Coronavirus (COVID-19): phase 3 measures - equality and fairer Scotland impact assessment

Second overview of the range of poverty and equality impacts evidenced in relation to the complex range of measures that were taken as we followed the Route Map out of the crisis.

2. Scope of this Document

This document sets out the evidence we have gathered in relation to the actual or likely impacts of the implemented measures of Phase 3 on different people, based on protected characteristics and socio-economic disadvantage, as well as describing a range of activities that we have put in place to protect rights, to mitigate negative impacts, to promote positive impacts, and advance equality or good relations.

Decisions and policy responses aim to balance the risks and harms overall and for specific groups. They try to identify significant and ongoing harms before they occur but in such an unprecedented situation there are likely to be some unintended and undiagnosed consequences, therefore the Scottish Government will continue to consider newly identified evidence, as it relates to each of the protected characteristics, and will make further adjustments, as appropriate.

The first report[12] provided an overview of the general health, social and economic impacts by protected characteristic and socio-economic disadvantage. These are not repeated here. There is a steady stream of new evidence from the public and third sector, from academia and from various think-tanks, all of which agree with a broad conclusion that harm has been felt across all of society, but that the impact of COVID-19 is disproportionately impacting on some people and particularly those with one or more of the protected characteristics and / or who were already less well-off.[13] These impacts are both structural and specific in nature. Many impacts deriving from structural inequality are too large and complex to be mitigated by a specific measure that releases aspects of society from lockdown. However, this document still attempts to identify such issues and includes mitigating actions that are designed to eliminate discrimination and advance equality related to the ongoing changes in the measure where possible. It also confirms the intention that our equality, human rights and Fairer Scotland duties will be fundamental to the strategic approach to social and economic renewal alongside our analysis of the four harms.

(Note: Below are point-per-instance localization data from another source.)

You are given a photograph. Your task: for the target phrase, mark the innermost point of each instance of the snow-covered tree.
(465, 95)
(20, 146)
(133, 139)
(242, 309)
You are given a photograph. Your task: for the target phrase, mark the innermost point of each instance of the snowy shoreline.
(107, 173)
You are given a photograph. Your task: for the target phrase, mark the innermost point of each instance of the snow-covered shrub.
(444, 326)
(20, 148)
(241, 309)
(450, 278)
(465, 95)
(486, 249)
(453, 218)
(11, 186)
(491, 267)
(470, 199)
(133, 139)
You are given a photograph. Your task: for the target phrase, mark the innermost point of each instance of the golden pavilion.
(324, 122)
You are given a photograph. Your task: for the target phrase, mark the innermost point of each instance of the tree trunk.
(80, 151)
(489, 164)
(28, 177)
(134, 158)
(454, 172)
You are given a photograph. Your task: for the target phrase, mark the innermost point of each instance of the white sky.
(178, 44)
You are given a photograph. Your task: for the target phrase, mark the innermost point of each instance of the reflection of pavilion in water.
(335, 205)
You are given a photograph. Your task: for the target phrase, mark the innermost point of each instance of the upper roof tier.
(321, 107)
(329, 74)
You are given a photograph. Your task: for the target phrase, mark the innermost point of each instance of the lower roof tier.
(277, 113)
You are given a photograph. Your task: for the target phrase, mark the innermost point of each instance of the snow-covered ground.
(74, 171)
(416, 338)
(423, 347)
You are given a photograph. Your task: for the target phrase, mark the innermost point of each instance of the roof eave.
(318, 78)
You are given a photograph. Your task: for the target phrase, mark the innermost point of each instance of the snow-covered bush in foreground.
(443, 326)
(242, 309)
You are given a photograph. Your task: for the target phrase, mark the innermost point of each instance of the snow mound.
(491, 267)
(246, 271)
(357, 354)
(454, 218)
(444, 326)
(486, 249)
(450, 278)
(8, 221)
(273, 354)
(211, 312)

Given the breadth of activity covered in the Route Map, this narrative document provides a strategic overview for the measures. However, based on stakeholder and Scottish Government policy feedback there are three changes to the approach used in the evidence assessment for Phases 1 and 2.

First, in the Phase 1 and 2 report an Annex was provided which set out for each section of the Route Map (e.g. ‘Getting Around’), the key measures over the phases, the likely impacts of the change and the differential impacts, where they were known. Feedback from stakeholders and Scottish Government policy leads suggested that the categories should be analysed measure by measure since issues differed between measures in the categories. As a result, the Annex for Phase 3 provides one template for each measure. This assessment is based on the current analysis using supporting evidence and research, including that from stakeholders.

Secondly, some stakeholders were concerned that although the templates described mitigating activity they did not explicitly refer the analysis to the requirements of the general duty, as set out in the Equality Act 2010, which requires public authorities to have due regard to the need to eliminate discrimination and advance equality of opportunity. In recognition of stakeholder concerns, the template for the overview has been modified to make this more transparent.

Finally, in publishing the Phase 1 and 2 report it was clear that many activities have been carried out in addition to the Route Map policy measures, which were devised to reduce the harm caused by lockdown and the subsequent easing of restrictions. These responses were not discussed in the first report but Section 5 of this document provides information on a selection of wider work that the Scottish Government is doing, or has done, to support people’s ability to comply with measures, to protect their rights or to reduce the harm caused by measures. This is not meant to be comprehensive but to help the reader understand the range of supportive action taken during the early months of the pandemic.